According to researchers at the University of California, Irvine, 30% of students surveyed said that they expected B's just for attending lectures, and 40 percent said they deserved a B for completing the required reading.
The professor suggests that this could be because of a record of achievement, parental pressure, etc. Another professor suggests that this is possibly because of the hyper-preparedness of students coming to college. They're used to preparing for exams and knocking them out of the ballpark.
In either case, think about it this way. If you did all the work necessary for a class, but showed no growth in the area, and got a "c," would you be likely to stay in college? Or would you go? And would that be for the greater good?

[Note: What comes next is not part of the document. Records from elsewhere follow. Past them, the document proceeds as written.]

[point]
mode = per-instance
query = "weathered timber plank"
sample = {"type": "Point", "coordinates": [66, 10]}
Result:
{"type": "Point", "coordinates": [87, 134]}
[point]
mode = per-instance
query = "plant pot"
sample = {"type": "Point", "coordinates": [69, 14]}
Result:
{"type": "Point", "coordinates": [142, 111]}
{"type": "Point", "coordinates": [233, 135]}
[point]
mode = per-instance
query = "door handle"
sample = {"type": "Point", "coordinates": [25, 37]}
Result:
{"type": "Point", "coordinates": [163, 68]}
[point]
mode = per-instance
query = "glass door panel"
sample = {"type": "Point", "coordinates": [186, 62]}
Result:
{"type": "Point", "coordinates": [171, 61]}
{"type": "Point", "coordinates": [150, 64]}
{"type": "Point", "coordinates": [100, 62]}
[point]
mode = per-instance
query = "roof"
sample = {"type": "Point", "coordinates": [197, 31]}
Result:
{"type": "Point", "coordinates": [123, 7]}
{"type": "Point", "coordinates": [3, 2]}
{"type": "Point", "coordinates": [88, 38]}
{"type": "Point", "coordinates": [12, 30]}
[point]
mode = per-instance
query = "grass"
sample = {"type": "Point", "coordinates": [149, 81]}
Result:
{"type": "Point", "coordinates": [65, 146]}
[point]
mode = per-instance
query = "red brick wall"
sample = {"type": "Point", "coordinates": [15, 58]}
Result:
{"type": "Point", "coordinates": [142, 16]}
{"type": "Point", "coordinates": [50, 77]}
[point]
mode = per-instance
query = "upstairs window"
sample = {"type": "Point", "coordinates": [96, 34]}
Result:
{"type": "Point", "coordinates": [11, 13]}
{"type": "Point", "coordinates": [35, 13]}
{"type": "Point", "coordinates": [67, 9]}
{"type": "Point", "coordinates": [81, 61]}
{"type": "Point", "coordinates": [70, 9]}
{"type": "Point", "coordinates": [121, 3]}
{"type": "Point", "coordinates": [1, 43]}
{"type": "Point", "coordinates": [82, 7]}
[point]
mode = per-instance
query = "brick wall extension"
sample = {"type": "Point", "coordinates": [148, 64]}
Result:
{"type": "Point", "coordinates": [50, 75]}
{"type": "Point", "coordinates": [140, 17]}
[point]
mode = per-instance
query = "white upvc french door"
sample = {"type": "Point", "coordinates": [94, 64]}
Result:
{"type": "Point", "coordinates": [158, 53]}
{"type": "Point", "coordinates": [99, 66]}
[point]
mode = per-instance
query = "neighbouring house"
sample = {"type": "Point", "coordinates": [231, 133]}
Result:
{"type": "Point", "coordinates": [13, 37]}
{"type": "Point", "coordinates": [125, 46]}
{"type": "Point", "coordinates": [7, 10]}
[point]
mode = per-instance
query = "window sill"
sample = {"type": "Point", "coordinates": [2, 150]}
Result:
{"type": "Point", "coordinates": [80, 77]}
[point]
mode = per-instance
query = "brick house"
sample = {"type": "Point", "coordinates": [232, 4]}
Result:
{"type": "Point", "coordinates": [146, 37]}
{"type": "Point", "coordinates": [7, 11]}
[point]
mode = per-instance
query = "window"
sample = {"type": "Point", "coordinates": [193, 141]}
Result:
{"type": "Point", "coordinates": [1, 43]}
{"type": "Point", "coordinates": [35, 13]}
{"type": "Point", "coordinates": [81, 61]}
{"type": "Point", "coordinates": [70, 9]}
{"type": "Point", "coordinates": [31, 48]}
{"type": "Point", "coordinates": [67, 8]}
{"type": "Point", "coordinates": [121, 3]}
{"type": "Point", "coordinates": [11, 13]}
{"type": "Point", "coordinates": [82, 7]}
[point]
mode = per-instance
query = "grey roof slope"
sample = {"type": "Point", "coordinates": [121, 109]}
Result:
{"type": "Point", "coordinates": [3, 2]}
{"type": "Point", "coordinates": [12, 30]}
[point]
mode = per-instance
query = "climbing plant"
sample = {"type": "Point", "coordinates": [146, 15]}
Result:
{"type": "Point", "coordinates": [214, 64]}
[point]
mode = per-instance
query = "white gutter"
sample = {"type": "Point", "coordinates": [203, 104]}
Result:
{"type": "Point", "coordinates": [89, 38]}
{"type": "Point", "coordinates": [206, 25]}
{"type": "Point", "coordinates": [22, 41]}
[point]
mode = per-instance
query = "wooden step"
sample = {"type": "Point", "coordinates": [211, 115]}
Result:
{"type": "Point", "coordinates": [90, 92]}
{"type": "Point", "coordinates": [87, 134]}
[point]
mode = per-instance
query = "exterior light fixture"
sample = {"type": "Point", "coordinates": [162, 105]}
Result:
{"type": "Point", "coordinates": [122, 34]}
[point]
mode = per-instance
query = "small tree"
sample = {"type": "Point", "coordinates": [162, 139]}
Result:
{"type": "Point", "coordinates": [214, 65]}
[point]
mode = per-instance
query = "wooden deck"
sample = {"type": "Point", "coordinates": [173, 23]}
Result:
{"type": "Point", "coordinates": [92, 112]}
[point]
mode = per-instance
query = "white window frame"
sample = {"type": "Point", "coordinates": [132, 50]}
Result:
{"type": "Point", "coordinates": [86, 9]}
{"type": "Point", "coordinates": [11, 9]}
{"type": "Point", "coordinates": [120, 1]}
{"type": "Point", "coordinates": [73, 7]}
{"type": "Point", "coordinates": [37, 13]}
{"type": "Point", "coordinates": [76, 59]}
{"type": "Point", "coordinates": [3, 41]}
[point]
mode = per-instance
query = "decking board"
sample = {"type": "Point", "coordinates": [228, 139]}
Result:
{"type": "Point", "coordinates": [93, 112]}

Now think about this: We are bludgeoned with the idea that college is a path to enlightenment, not simply a means to get better employment. Yet the numbers show that students really aren't that serious about the enlightenment part. Just the jobs part. What's with all the pomp and circumstance then? Why do these colleges have seals, and robes, and podiums? Why even bother with campuses?
Colleges have made no effort to counter this, and the faculty is only a part of the problem. Advertising that everyone should go to college has dragged down standards considerably, such that you get credit for "doing the work." But are you paying upwards of $10,000 a year to do the work? Or to learn?